Here are some tips to help you increase your protein intake in a healthy way:

  • Replace refined carbohydrate snacks with a whole grain snack paired with another protein source like peanut butter, hummus or cheese.
  • Eat lean protein sources such as beans, nuts, seeds, low-fat and nonfat dairy products, fish, and lean poultry.
  • Replace fatty fried foods such as French fries with lean protein sources such as beans and rice.
  • Replace spreads such as mayonnaise and butter with protein-containing spreads like all-natural peanut and almond butters.
    • There are several ways to increase your soy protein intake:

      • Look for soy-containing snack foods and cereals.
      • Try soy milk with your morning whole grain cereal.
      • Make fruit smoothies with tofu and top with a soy-containing cereal.
      • Snack on soy nuts, which come in several varieties including honey roasted.
      1 http://www.hsph.harvard.edu/nutritionsource/what-should-you-eat/protein-full-story/index.html
      2 Paddon-Jones D, Rasmussen BB (2009) Dietary protein recommendations and the prevention of sarcopenia.
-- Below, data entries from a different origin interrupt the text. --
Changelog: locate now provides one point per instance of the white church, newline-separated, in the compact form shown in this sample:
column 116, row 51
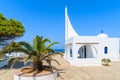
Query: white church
column 88, row 50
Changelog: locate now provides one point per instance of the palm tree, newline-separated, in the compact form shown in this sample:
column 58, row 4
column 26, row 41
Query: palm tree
column 38, row 53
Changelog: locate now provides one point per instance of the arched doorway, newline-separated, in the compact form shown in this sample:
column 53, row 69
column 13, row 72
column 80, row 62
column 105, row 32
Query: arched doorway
column 87, row 51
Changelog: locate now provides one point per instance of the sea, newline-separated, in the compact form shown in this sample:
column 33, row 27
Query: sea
column 59, row 50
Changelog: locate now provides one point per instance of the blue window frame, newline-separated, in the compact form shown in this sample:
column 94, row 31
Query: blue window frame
column 106, row 50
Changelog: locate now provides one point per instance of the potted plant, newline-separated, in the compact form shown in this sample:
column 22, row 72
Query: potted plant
column 106, row 61
column 39, row 53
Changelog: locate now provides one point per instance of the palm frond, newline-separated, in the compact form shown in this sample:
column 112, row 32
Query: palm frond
column 26, row 45
column 13, row 61
column 55, row 61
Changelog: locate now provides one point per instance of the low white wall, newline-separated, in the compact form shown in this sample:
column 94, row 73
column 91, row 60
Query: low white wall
column 3, row 63
column 51, row 76
column 85, row 62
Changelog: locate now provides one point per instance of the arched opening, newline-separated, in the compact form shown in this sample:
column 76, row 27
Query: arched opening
column 106, row 50
column 71, row 52
column 87, row 51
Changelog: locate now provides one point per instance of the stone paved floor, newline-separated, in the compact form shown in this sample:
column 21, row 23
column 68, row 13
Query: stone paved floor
column 68, row 72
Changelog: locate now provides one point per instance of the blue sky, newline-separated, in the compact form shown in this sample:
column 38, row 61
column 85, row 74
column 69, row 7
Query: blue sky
column 46, row 17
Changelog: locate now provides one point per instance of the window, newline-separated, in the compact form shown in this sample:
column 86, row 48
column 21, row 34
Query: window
column 106, row 50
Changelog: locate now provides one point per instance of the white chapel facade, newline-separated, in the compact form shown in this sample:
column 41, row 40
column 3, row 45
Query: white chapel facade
column 88, row 50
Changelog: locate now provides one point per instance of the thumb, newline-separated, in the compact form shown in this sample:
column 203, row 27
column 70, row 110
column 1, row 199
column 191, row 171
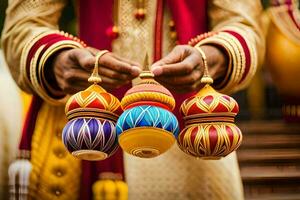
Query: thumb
column 173, row 57
column 84, row 58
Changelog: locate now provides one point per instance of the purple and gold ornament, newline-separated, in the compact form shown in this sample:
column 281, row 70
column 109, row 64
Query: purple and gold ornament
column 90, row 133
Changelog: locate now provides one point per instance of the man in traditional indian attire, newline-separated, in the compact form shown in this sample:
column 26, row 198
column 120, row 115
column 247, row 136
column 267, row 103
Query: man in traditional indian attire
column 51, row 64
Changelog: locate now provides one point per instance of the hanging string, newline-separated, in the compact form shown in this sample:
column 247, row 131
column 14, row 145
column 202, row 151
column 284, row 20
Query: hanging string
column 206, row 77
column 95, row 78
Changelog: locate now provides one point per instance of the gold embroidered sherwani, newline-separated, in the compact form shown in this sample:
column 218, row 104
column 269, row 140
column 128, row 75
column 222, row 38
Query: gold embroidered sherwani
column 172, row 175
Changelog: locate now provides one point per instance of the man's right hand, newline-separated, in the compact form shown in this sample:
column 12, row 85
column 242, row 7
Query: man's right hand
column 73, row 67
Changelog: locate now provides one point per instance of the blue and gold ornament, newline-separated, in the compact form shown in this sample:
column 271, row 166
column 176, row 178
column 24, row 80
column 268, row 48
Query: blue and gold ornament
column 90, row 133
column 147, row 128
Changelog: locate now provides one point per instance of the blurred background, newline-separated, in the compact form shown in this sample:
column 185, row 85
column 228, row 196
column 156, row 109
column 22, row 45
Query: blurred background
column 269, row 157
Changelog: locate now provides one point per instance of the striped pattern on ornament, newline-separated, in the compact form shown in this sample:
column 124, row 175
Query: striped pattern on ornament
column 91, row 134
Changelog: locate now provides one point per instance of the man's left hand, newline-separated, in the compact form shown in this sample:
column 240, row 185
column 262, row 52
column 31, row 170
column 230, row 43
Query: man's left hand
column 181, row 70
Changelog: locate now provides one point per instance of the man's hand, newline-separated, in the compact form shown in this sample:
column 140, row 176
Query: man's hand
column 181, row 70
column 72, row 68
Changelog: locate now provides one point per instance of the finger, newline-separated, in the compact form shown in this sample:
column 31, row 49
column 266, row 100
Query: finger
column 132, row 63
column 93, row 50
column 103, row 71
column 182, row 80
column 181, row 88
column 173, row 57
column 113, row 82
column 83, row 58
column 181, row 68
column 110, row 62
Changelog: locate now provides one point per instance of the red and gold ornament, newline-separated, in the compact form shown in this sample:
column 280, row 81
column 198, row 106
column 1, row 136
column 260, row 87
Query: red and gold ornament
column 209, row 132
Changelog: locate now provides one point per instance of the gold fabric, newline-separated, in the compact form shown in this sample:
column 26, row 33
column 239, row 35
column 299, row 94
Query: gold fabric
column 173, row 175
column 55, row 173
column 25, row 19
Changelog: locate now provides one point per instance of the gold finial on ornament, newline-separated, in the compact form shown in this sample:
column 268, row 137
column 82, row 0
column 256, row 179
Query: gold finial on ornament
column 206, row 77
column 95, row 78
column 146, row 73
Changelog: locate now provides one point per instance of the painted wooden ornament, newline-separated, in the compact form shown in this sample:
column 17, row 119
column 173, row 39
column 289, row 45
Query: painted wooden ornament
column 209, row 132
column 90, row 132
column 147, row 128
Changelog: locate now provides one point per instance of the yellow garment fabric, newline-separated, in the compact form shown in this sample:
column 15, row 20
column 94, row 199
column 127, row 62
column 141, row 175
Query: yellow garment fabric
column 173, row 175
column 55, row 173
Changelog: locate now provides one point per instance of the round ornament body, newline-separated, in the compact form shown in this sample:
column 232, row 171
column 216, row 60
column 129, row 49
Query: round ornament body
column 90, row 138
column 210, row 140
column 147, row 131
column 209, row 132
column 90, row 133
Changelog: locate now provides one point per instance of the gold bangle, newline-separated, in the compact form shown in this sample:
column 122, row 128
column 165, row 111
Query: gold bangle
column 49, row 52
column 238, row 52
column 24, row 56
column 35, row 71
column 253, row 54
column 95, row 78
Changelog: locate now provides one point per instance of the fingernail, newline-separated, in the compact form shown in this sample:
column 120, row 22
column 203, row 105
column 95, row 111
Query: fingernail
column 136, row 70
column 156, row 71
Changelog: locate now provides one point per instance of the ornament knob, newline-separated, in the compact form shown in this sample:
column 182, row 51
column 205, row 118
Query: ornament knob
column 95, row 78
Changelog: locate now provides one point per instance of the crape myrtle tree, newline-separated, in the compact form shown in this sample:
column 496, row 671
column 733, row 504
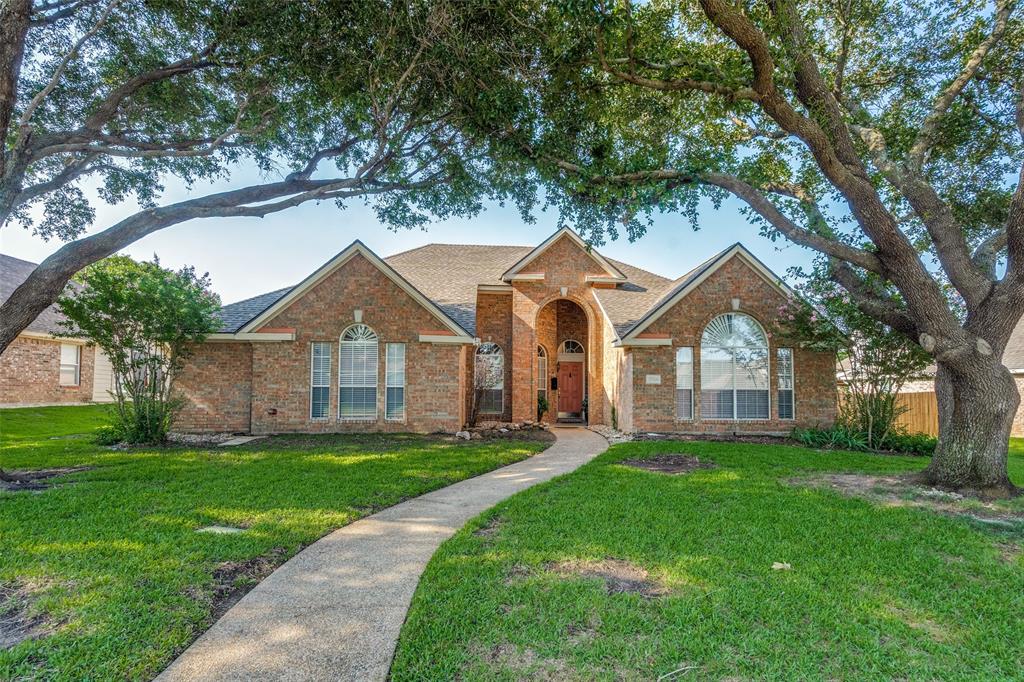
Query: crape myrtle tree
column 331, row 100
column 886, row 135
column 875, row 360
column 146, row 320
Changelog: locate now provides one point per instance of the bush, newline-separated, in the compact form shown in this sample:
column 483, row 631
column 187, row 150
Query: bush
column 109, row 434
column 910, row 443
column 844, row 437
column 839, row 436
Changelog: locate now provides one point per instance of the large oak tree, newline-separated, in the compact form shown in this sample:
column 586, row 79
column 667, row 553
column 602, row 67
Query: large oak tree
column 332, row 100
column 886, row 135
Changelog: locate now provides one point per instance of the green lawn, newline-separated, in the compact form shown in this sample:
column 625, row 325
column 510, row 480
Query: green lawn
column 875, row 592
column 110, row 557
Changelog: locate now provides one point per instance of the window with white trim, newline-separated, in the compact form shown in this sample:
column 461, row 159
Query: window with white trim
column 734, row 369
column 542, row 372
column 488, row 379
column 357, row 374
column 320, row 379
column 783, row 372
column 394, row 382
column 71, row 365
column 684, row 383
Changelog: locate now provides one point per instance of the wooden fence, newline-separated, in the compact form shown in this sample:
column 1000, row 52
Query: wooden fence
column 922, row 414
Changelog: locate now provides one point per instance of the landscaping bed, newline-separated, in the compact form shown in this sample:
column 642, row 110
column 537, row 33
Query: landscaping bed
column 745, row 570
column 103, row 573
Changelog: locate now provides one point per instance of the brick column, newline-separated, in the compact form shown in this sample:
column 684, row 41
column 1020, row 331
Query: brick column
column 523, row 349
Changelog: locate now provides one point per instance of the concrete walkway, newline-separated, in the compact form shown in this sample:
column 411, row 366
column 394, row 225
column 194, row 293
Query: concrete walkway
column 334, row 610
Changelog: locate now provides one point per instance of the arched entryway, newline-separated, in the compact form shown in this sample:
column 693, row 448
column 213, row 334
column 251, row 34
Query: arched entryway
column 562, row 336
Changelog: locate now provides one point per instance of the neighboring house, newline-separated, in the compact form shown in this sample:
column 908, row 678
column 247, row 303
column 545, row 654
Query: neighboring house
column 920, row 395
column 41, row 369
column 366, row 343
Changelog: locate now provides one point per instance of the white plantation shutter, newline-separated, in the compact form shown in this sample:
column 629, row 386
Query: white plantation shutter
column 71, row 355
column 320, row 380
column 394, row 382
column 684, row 383
column 357, row 374
column 783, row 369
column 734, row 369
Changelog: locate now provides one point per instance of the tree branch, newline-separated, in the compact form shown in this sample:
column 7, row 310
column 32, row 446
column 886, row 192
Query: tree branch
column 926, row 136
column 869, row 302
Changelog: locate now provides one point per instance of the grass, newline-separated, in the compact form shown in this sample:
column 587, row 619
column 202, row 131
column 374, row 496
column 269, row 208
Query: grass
column 110, row 558
column 873, row 592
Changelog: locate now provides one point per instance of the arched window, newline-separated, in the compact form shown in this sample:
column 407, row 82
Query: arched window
column 734, row 369
column 357, row 374
column 570, row 347
column 488, row 379
column 542, row 372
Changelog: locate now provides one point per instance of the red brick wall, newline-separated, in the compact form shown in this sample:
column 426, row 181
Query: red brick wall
column 217, row 388
column 653, row 406
column 280, row 375
column 30, row 374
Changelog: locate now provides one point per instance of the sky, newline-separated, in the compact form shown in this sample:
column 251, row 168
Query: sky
column 250, row 256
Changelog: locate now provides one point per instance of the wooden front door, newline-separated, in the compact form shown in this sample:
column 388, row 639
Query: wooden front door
column 569, row 389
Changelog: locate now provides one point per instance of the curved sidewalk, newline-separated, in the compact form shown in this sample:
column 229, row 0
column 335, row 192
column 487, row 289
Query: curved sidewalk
column 334, row 611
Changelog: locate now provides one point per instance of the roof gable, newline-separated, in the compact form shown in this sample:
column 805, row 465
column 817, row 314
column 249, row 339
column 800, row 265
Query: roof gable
column 682, row 287
column 356, row 248
column 565, row 232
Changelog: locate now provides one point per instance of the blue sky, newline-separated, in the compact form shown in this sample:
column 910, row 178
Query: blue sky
column 249, row 256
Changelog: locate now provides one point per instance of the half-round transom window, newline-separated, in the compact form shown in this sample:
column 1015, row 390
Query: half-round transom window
column 571, row 346
column 734, row 369
column 357, row 373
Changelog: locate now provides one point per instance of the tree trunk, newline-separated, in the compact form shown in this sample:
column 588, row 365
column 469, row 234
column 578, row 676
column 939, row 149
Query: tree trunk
column 977, row 403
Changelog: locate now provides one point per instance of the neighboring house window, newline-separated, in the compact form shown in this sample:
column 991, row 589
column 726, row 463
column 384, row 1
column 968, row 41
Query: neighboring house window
column 734, row 369
column 783, row 369
column 71, row 364
column 320, row 380
column 542, row 372
column 489, row 378
column 394, row 382
column 357, row 374
column 684, row 383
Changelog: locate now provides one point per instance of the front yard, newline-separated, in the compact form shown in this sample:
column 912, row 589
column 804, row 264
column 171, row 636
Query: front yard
column 102, row 576
column 739, row 571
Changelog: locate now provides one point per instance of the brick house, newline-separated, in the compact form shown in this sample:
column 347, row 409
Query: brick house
column 41, row 369
column 423, row 340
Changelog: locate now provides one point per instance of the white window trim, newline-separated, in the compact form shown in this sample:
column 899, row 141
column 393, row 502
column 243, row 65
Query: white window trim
column 403, row 386
column 377, row 381
column 542, row 379
column 692, row 417
column 768, row 349
column 500, row 353
column 793, row 380
column 327, row 415
column 78, row 365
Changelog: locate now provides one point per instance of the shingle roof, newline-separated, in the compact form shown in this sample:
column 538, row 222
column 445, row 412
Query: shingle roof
column 12, row 272
column 449, row 273
column 235, row 315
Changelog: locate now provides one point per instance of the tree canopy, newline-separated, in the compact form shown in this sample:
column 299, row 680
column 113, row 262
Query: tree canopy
column 331, row 100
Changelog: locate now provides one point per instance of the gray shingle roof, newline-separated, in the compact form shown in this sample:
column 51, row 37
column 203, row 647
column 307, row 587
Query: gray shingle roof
column 12, row 272
column 235, row 315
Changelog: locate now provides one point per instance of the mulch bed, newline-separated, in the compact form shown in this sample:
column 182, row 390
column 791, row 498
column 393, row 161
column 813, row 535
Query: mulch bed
column 671, row 464
column 34, row 479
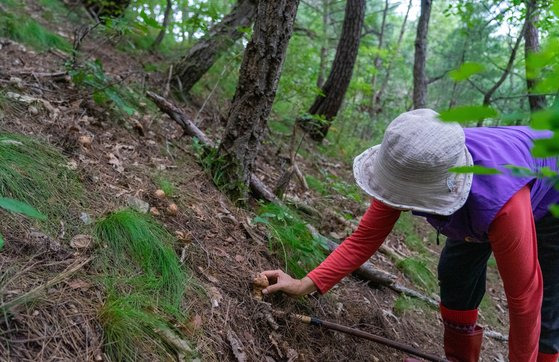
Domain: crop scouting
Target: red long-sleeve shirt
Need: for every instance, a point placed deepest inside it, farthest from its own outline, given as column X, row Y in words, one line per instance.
column 513, row 240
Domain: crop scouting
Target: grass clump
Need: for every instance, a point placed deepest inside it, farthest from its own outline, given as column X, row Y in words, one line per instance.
column 23, row 29
column 145, row 283
column 37, row 174
column 137, row 237
column 129, row 328
column 291, row 239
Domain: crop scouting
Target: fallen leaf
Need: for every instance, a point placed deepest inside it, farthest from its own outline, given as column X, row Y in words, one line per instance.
column 81, row 241
column 79, row 284
column 115, row 162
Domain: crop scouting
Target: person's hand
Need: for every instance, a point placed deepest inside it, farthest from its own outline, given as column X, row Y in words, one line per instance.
column 280, row 281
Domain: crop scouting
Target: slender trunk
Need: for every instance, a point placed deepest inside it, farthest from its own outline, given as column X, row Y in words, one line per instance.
column 380, row 93
column 166, row 18
column 327, row 105
column 378, row 61
column 325, row 43
column 207, row 50
column 419, row 77
column 487, row 96
column 256, row 90
column 532, row 45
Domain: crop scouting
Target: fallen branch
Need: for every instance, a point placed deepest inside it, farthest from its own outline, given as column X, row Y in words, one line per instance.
column 33, row 293
column 366, row 272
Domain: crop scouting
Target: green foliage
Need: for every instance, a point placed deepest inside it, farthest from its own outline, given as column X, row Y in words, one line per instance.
column 36, row 174
column 334, row 184
column 418, row 271
column 19, row 207
column 478, row 170
column 145, row 284
column 137, row 237
column 167, row 187
column 129, row 328
column 26, row 30
column 291, row 239
column 465, row 71
column 105, row 91
column 406, row 227
column 468, row 114
column 220, row 167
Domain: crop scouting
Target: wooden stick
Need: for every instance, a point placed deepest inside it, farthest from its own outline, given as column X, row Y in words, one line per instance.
column 33, row 293
column 362, row 334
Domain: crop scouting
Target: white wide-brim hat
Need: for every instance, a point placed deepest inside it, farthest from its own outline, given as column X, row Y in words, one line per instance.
column 410, row 168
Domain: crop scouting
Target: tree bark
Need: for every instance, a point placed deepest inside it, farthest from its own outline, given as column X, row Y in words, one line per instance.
column 207, row 50
column 378, row 61
column 166, row 18
column 327, row 105
column 325, row 43
column 379, row 94
column 256, row 90
column 532, row 45
column 419, row 77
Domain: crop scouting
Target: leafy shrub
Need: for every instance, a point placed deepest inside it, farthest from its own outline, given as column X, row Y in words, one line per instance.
column 291, row 239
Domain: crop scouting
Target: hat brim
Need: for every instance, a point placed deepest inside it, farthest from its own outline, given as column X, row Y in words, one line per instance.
column 442, row 204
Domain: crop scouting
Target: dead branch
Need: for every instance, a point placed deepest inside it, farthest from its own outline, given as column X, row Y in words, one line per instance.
column 35, row 292
column 366, row 272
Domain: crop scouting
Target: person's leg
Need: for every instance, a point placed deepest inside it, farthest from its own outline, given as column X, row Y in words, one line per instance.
column 547, row 231
column 462, row 270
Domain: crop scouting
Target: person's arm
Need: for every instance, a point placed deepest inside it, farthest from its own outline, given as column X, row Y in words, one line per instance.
column 373, row 229
column 513, row 240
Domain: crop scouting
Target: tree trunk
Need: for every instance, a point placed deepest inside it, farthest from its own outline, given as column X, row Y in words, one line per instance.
column 419, row 77
column 379, row 94
column 327, row 105
column 378, row 61
column 532, row 45
column 256, row 89
column 166, row 18
column 489, row 94
column 325, row 43
column 207, row 50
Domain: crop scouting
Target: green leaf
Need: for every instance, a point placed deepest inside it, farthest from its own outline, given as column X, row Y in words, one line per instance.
column 149, row 21
column 465, row 71
column 19, row 207
column 478, row 170
column 467, row 114
column 258, row 219
column 555, row 8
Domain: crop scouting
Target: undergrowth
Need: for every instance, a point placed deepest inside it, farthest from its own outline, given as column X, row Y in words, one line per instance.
column 37, row 174
column 291, row 240
column 24, row 29
column 145, row 282
column 135, row 237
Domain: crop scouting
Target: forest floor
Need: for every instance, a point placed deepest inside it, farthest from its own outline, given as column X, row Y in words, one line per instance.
column 121, row 162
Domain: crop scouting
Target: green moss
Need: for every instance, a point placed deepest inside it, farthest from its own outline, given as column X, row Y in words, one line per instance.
column 135, row 237
column 37, row 174
column 406, row 227
column 167, row 187
column 291, row 239
column 418, row 271
column 405, row 303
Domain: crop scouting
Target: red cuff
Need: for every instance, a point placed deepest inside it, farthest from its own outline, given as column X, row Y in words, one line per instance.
column 544, row 357
column 463, row 317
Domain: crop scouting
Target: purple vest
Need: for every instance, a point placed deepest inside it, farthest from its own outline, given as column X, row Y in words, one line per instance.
column 497, row 147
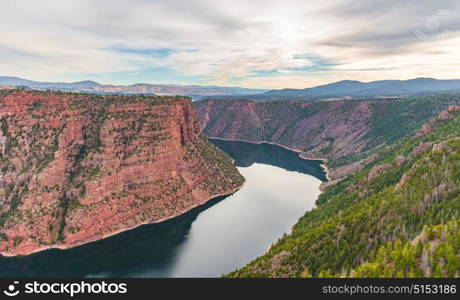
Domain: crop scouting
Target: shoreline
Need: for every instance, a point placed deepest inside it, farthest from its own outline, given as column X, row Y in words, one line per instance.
column 323, row 160
column 63, row 247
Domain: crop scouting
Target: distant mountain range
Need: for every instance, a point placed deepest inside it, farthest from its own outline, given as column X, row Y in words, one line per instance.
column 87, row 86
column 382, row 88
column 341, row 89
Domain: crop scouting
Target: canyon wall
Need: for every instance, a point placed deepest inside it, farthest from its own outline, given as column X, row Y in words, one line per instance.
column 345, row 132
column 76, row 168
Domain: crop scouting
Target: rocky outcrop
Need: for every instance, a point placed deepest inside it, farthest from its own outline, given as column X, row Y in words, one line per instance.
column 346, row 133
column 318, row 130
column 77, row 168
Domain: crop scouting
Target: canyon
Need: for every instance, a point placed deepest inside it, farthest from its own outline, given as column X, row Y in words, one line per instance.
column 76, row 168
column 348, row 134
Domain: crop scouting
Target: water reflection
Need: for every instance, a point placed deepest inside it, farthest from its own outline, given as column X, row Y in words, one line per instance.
column 212, row 239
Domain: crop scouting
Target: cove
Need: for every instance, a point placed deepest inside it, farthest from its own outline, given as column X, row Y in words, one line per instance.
column 224, row 234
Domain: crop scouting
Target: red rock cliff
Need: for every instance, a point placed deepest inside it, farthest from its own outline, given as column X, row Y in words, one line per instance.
column 78, row 168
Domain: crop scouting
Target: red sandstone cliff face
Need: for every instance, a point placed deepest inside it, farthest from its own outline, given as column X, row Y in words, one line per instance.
column 77, row 168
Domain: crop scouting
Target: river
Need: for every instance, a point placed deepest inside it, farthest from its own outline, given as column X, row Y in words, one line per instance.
column 224, row 234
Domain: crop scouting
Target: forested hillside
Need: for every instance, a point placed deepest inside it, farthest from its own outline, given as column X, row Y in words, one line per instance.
column 346, row 133
column 372, row 222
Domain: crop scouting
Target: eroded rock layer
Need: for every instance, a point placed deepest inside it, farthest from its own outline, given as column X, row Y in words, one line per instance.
column 77, row 168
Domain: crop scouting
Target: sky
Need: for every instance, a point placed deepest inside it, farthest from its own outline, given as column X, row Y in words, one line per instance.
column 256, row 44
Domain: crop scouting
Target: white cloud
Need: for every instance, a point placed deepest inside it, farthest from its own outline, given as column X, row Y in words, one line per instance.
column 232, row 41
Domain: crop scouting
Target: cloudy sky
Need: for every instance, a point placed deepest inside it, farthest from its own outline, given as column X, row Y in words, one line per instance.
column 260, row 44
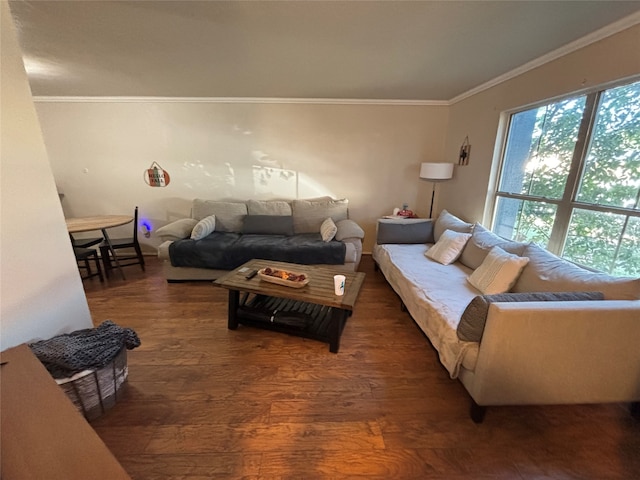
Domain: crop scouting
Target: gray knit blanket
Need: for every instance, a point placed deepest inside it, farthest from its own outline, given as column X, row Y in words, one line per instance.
column 91, row 348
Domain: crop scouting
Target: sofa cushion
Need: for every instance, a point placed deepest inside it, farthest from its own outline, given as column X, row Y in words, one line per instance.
column 269, row 207
column 480, row 244
column 328, row 230
column 308, row 215
column 413, row 231
column 229, row 215
column 177, row 230
column 347, row 228
column 498, row 272
column 226, row 251
column 448, row 248
column 548, row 273
column 474, row 317
column 204, row 227
column 447, row 221
column 268, row 225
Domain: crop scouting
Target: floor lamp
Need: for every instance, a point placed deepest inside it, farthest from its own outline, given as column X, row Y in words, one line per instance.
column 435, row 172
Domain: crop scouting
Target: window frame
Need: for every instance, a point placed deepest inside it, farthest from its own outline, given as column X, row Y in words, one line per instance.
column 568, row 203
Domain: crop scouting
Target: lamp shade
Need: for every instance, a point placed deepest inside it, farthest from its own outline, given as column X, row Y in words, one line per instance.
column 436, row 171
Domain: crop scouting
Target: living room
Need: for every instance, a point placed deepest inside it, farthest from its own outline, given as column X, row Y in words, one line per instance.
column 94, row 149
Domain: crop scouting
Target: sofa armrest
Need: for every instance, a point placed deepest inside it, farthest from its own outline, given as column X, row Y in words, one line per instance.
column 348, row 229
column 177, row 230
column 558, row 353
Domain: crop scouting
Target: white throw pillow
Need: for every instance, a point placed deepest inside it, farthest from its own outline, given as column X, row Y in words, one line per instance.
column 328, row 229
column 204, row 227
column 498, row 272
column 448, row 247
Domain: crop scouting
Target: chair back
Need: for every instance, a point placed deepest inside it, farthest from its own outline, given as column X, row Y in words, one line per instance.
column 135, row 225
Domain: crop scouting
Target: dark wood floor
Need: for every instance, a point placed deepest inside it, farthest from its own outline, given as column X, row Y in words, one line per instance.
column 205, row 402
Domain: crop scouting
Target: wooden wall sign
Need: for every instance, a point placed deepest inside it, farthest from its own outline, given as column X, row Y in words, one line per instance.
column 155, row 176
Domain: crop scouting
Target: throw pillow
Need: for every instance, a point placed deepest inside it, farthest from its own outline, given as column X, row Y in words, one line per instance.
column 308, row 215
column 474, row 317
column 204, row 227
column 498, row 272
column 177, row 230
column 393, row 231
column 449, row 247
column 269, row 207
column 348, row 229
column 549, row 273
column 229, row 215
column 328, row 230
column 268, row 225
column 446, row 221
column 481, row 243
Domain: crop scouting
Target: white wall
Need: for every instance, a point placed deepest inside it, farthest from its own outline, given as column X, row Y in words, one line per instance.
column 611, row 59
column 369, row 154
column 41, row 293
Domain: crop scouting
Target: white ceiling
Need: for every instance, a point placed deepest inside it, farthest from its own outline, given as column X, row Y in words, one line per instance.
column 383, row 50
Curr Opin Clin Nutr Metab Care 12:86-90.
      3 http://journals.lww.com/acsm-msse/Fulltext/2009/03000/Nutrition_and_Athletic_Performance.27.aspx
      4 Clark, Nancy. Nancy Clark's Sports Nutrition Guidebook. 2nd Edition (1997). Human Kinetics, Champaign, IL. Phillips SM, Moore DR, Tang JE. A critical examination of dietary protein requirements, benefits, and excesses in athletes. International Journal of Sport Nutrition and Exercise Metabolism 2007;17:S58-S76.